Closed BhaktiDwivedi closed 3 years ago
Hi!
Is there any demo of what the above code does? I'm not sure if I get the "interactive" thing right.
You can certainly put scattermore into interactive tools (eg. with shiny) and generate plots from new data (I did that in several projects already); brushing works as with normal plots. OTOH I'm not sure scattermore will be able to display various animated contents and tooltips -- it's just a rasterizer. I've got some code for displaying the cells quickly in WebGL that might be developed to support this feature (actually a predecessor of scattermore.. :D ); if you're interested I can try to find it.
Thank you for your prompt response!
Here is the link... https://bbisr.shinyapps.winship.emory.edu/ClusterViewer/. This is what I am trying to achieve.
To reduce the time it takes to build and print plotly, I am displaying (pre-generated) saved html images htmlwidgets::saveWidget(as_widget(p), file=paste0("www/", sample_collection[i], "_", study_subjects[j], ".html"))
for any combination of datasets. Loading html images help but still not as fast as I would have hoped.
However, for the "gene look up" option I have to build and generate the plotly scatterplot given the user-input (e.g., TP53). It is slow... and the chunk of the time goes into printing/loading the R plotly. What other alternatives I can try to speed up this R plotly code? Appreciate any suggestions. Thank you.
How many cells (roughly) do you want to have there? That's probably a central question for performance here.
Anyway, scattermore won't help much here -- it can generate the raster to display, but there is no way to easily represent the cell origin information so that it's interpretable by the browsers to "know" where the mouse pointer is actually pointing. I recommend you try some libraries like d3.js
or paper.js
, or perhaps WebGL.
I have about ~200,000 cells for the largest data set. I will check these libraries. Thank you for your help!
that should be doable with some basic WebGL even interactively.
I've once implemented one similar thing (a faster remake of sleepwalk), here: http://e-x-a.org/stuff/sleepwalk.html (hover the cells and use the mousewheel) Feel free to download the code and extract the rendering javascript, or build on it, it's in public domain now.
Thank you so much for sharing! Appreciate it.
We're likely not going to have interactive scattermore, hope the links above helped a bit. Closing this for now :]
It was helpful and motivating. Thank you! I just have to learn javascript/ds.js to improve my code and visualization :)
Great! Feel free to reopen/share if you find some easy way to make it work
Thank you for developing the scattermore. I find it very useful. Is it possible to generate an interactive scattermore plot? (something in lines to plotly). My data consists of ~ million data points and plotly function takes a while to plot. I would really like to speed up the plotting function especially the time it takes the plotly to load/print the plot.
For example, I have the below plotly function written in R:
` bins <- length(unique(df[["exp"]])) exp_col <- colorRampPalette(c('khaki','darkred'))(bins)

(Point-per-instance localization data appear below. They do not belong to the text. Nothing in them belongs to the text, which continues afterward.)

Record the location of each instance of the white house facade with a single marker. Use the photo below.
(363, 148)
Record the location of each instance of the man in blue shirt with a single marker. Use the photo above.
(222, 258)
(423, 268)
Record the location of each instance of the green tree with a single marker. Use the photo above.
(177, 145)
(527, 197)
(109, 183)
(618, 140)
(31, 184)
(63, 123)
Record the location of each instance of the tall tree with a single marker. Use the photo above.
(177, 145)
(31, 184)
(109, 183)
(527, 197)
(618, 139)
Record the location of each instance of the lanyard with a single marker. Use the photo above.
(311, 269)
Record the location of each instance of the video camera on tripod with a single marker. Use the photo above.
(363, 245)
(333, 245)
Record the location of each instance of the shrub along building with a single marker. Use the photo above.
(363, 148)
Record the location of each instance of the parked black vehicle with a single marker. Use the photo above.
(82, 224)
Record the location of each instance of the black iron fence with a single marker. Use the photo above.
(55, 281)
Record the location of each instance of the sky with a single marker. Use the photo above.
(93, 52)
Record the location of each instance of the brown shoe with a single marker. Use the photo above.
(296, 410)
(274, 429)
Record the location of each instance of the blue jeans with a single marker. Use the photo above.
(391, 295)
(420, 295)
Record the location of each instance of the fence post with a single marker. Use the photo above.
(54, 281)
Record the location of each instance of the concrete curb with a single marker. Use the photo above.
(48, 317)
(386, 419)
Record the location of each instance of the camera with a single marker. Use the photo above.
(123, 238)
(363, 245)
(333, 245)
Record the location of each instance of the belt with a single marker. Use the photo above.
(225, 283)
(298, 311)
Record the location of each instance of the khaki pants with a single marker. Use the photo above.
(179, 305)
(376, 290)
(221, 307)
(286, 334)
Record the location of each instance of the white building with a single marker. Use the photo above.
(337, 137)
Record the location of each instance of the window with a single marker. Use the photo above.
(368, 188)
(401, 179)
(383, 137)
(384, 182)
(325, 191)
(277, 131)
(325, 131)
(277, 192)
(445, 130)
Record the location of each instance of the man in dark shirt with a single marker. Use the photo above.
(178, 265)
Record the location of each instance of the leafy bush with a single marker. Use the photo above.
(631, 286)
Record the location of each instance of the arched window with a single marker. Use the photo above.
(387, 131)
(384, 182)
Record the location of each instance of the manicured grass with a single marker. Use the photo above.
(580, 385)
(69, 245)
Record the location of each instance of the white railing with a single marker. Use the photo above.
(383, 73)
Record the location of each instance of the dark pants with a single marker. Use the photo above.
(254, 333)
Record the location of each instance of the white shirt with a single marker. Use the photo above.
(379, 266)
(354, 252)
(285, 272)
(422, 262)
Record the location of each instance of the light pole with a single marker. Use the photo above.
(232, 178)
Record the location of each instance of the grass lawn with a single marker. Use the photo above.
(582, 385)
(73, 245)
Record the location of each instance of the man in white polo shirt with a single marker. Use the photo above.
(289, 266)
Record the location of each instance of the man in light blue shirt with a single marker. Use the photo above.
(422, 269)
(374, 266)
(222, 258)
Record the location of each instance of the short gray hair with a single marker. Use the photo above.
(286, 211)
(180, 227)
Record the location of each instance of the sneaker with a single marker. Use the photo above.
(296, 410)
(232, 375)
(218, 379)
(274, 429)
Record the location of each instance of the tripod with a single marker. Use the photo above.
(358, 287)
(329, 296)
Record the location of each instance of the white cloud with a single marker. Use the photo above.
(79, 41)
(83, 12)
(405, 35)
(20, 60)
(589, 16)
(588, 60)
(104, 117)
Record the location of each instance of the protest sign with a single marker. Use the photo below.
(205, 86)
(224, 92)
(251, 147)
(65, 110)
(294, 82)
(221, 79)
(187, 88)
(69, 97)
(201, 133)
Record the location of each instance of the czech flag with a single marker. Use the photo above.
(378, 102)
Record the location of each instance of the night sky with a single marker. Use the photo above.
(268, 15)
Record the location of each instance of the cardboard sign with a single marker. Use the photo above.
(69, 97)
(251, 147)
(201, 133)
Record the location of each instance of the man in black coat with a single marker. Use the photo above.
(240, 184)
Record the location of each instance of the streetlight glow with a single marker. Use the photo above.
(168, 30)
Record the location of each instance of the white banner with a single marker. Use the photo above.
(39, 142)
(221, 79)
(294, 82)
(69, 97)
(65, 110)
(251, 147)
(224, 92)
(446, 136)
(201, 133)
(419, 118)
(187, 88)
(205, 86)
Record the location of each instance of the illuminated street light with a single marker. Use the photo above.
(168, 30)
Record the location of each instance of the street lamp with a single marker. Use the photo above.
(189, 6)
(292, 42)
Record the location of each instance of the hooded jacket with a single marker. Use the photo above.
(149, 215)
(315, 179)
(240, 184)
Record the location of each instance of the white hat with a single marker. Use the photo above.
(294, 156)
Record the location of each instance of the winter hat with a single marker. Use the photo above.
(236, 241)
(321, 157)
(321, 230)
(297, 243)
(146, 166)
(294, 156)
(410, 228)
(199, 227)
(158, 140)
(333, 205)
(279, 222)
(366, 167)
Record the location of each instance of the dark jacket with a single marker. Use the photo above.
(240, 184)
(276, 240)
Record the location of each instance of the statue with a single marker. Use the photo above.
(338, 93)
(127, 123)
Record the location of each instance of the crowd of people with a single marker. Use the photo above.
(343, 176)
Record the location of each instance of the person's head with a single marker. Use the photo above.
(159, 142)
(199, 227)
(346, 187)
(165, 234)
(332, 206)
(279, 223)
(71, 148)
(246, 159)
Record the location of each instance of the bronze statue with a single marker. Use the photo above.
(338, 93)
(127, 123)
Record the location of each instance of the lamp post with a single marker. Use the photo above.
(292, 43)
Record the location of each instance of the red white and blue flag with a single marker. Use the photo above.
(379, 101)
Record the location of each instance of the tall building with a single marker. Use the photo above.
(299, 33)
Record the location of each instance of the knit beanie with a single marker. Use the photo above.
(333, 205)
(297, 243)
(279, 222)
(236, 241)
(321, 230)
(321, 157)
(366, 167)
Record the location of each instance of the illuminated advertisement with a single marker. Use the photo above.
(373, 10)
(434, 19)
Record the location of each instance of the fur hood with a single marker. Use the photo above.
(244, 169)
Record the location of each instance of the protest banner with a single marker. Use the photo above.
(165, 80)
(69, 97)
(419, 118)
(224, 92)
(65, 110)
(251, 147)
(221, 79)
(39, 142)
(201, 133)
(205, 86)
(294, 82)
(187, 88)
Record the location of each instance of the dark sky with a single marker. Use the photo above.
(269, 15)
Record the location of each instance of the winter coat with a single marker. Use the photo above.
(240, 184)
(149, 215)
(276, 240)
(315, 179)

p <- plot_ly(df, x = ~x, y = ~y, color = ~exp, colors = exp_col, marker = list( symbol = "circle", size = 6, opacity = 0.40, mode = "markers", line = list(color = ~exp, colors = exp_col, width=0.5) ), width = 1300, height = 900, type = "scattergl", mode = "markers", hoverinfo = "text", text = ~updated_info, hoverlabel = list(font=list(size=15))) %>% layout( xaxis=list(title="UMAP_1", zeroline=F), yaxis=list(title="UMAP_2", zeroline=F), showlegend = TRUE, legend = list(font = list(size = 14)))
system.time(print(p)) user system elapsed 3.402 0.350 3.754 `
Appreciate any help and suggestions. Thank you.